You can refuse all intervention in your birth plan, but if the baby's or your life is in danger, your lack of consent will be ignored. This is a fact.

Greyhorses · 04/11/2015 19:04

Thanks everyone for all of the advice and opinions! It's very interesting (and scary!)

So if baby was in distress would I be able to say no to forceps but yes to section or would the option be taken away?

Can you say yes cut me but I want anaesthetic, or yes manually remove placenta but I want GA/pain relief?

Or would they just do whatever way they liked once I had consented?

OP posts:
OhMakeMeOver · 04/11/2015 19:07

^ That's what happened to me, though baby was fine as I reluctantly consented. Then got no explanation for her barging in on me! Like pinguina said if you don't know what to ask, you wont get told. But they are meant to be there to inform you, right?

My sister had 5 babies. Epidurals for all but 1. No problems. No tearing, no cut, no intervention and no stitches. How she was so lucky, I have no idea. And she probably doesn't even know what she potentially escaped as none of her births were quick either!

stoppingbywoods · 04/11/2015 19:45

zzzz

I'm sorry to be inquisitive but would you mind explaining how your first birth was magical despite the third degree tear? Was it just that it was wonderful up to that point whilst the birthing pool one was more painful throughout?

StarfrightMcFangsie · 04/11/2015 19:49

You can scream 'I demand a section, if any damage is done to me from not following this request I'll sue your backsides, please write that in my notes with the names of all in this room as witnesses!'

stoppingbywoods · 04/11/2015 19:56

I hate the idea of a woman's consent being overridden. I can't even watch One Born because they're all so bloody patronising. But at the same time, I was present at a labour recently where a shoulder got badly stuck and it was all very hairy. The woman labouring didn't want any of the interventions on offer and she did want pain relief (which there wasn't time for). She wasn't in a state of mind of say 'actually yes go ahead' although I know now she would be devastated if they hadn't carried out the interventions that saved the baby's life. (My baby's life, actually - I would wash this woman's feet if she would let me.)

I just don't know if medical staff are in an impossible situation with this one, given what most women would consent to with the benefit of hindsight. When DS was receiving CPR for minute after minute and the nurses faces were white, it felt like every second he had been struggling may have cost him his life.
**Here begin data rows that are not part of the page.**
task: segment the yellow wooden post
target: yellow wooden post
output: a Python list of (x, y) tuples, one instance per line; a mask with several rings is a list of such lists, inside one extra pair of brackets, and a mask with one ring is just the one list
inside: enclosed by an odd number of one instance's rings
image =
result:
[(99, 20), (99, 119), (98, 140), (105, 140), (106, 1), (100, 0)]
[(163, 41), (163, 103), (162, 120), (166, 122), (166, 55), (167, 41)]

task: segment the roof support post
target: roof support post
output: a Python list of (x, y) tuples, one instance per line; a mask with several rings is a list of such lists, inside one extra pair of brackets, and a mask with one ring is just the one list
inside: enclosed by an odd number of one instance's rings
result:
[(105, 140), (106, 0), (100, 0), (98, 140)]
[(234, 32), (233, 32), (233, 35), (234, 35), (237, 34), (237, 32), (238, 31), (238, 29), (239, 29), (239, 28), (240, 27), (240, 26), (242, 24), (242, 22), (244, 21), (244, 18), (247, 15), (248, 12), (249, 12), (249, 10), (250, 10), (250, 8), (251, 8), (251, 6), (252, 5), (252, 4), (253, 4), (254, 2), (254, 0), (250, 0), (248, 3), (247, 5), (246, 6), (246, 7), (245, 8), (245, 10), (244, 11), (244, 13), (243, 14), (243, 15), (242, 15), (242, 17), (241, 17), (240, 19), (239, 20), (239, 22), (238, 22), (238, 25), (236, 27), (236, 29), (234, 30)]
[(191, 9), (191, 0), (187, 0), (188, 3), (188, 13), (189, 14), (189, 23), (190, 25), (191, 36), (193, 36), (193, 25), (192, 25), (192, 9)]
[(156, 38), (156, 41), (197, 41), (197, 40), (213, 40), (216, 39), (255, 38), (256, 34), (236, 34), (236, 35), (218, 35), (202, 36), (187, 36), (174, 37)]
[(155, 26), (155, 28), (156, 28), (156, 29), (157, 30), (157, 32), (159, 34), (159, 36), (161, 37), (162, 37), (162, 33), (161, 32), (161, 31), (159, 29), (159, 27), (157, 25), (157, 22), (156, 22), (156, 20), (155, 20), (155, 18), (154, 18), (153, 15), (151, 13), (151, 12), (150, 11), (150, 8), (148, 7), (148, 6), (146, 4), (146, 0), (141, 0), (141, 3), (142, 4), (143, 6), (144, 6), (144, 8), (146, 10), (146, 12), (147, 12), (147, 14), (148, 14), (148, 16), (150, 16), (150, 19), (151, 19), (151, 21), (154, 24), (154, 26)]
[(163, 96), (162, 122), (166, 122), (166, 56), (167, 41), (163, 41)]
If the outcome for us had been different, wouldn't it be a heavy burden for a mother to bear, knowing that her choices had affected events and prevented a medical team from doing everything they wanted to? Is it fair to lay that responsibility on her shoulders when she may be affected by different medications and unaware of all the information? Isn't this slightly more complex than 'her body, her choice'?